Pirelli recurrirá a los datos de 2017 para el GP de Baréin en Sepang

Pirelli afronta un reto inusual en Sepang
Pirelli utilizará el Gran Premio de Malasia de 2017 como principal referencia para preparar los neumáticos del próximo Gran Premio de Baréin en Sepang. La carrera se ha trasladado después de que Baréin no pudiera celebrarse en su fecha original de abril ni en una fecha posterior debido a la guerra entre Irán y otros actores de la región. Posteriormente, un acuerdo entre la FIA, la Fórmula 1 y Malasia despejó el camino para que Sepang albergara el evento.
El cambio supone un importante desafío logístico y técnico. La Fórmula 1 no visita Kuala Lumpur desde 2017, mientras que Pirelli ha contado con poco tiempo para analizar el circuito antes de cerrar su selección. La decisión llega además en medio de un calendario volátil, un asunto que se analiza en el informe de F1LivePulse sobre los actuales planes para el Gran Premio de Malasia.
Dario Marrafuschi, director de Pirelli Motorsport, explicó que la carrera de 2017 ofrecía la comparación más relevante porque fue el primer evento malasio disputado con neumáticos más anchos. Por ello, el equilibrio entre el tamaño de los neumáticos y el conjunto del monoplaza era «razonablemente parecido al actual».

«Si no recuerdo mal, la última carrera en Malasia fue en 2017», afirmó Marrafuschi. «Desde 2011, cuando Pirelli sustituyó a Bridgestone como único proveedor de la F1, hemos ido allí todos los años, así que contamos con un buen historial».
2017 marca la referencia para los neumáticos
Pirelli seleccionó los compuestos medio, blando y superblando para el evento de 2017. Esos compuestos equivalen a los actuales C2, C3 y C4 dentro de la gama C1-C5. Marrafuschi indicó que Pirelli seguiría una línea similar esta vez, dando prioridad a los datos de 2017 frente a las elecciones de 2014, 2015 o 2016.
No habrá posibilidad de enviar más personal a Malasia para realizar análisis adicionales. Debido al reducido plazo de preparación, los neumáticos también se transportarán por vía aérea en lugar de hacerlo por mar.

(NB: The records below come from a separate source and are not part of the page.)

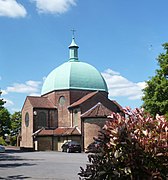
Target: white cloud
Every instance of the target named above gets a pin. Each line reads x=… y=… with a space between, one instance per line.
x=8 y=103
x=11 y=8
x=29 y=87
x=54 y=6
x=4 y=92
x=120 y=86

Marrafuschi explicó que Pirelli prepara escenarios flexibles cuando cambia el calendario, incluida la posibilidad de realizar varias tandas de producción y utilizar existencias de reserva en una carrera posterior. El fabricante necesita siete semanas de antelación para un evento europeo, un requisito que podría cobrar importancia si Imola tuviera que sustituir a la última cita de la temporada.
Aunque las temperaturas de diciembre en Imola podrían situarse entre 0 °C y 8 °C, Marrafuschi comparó las condiciones con las de los test de Barcelona. Describió la situación como poco ideal, pero segura, y recalcó que Pirelli no estaba preocupada por rodar con esas temperaturas.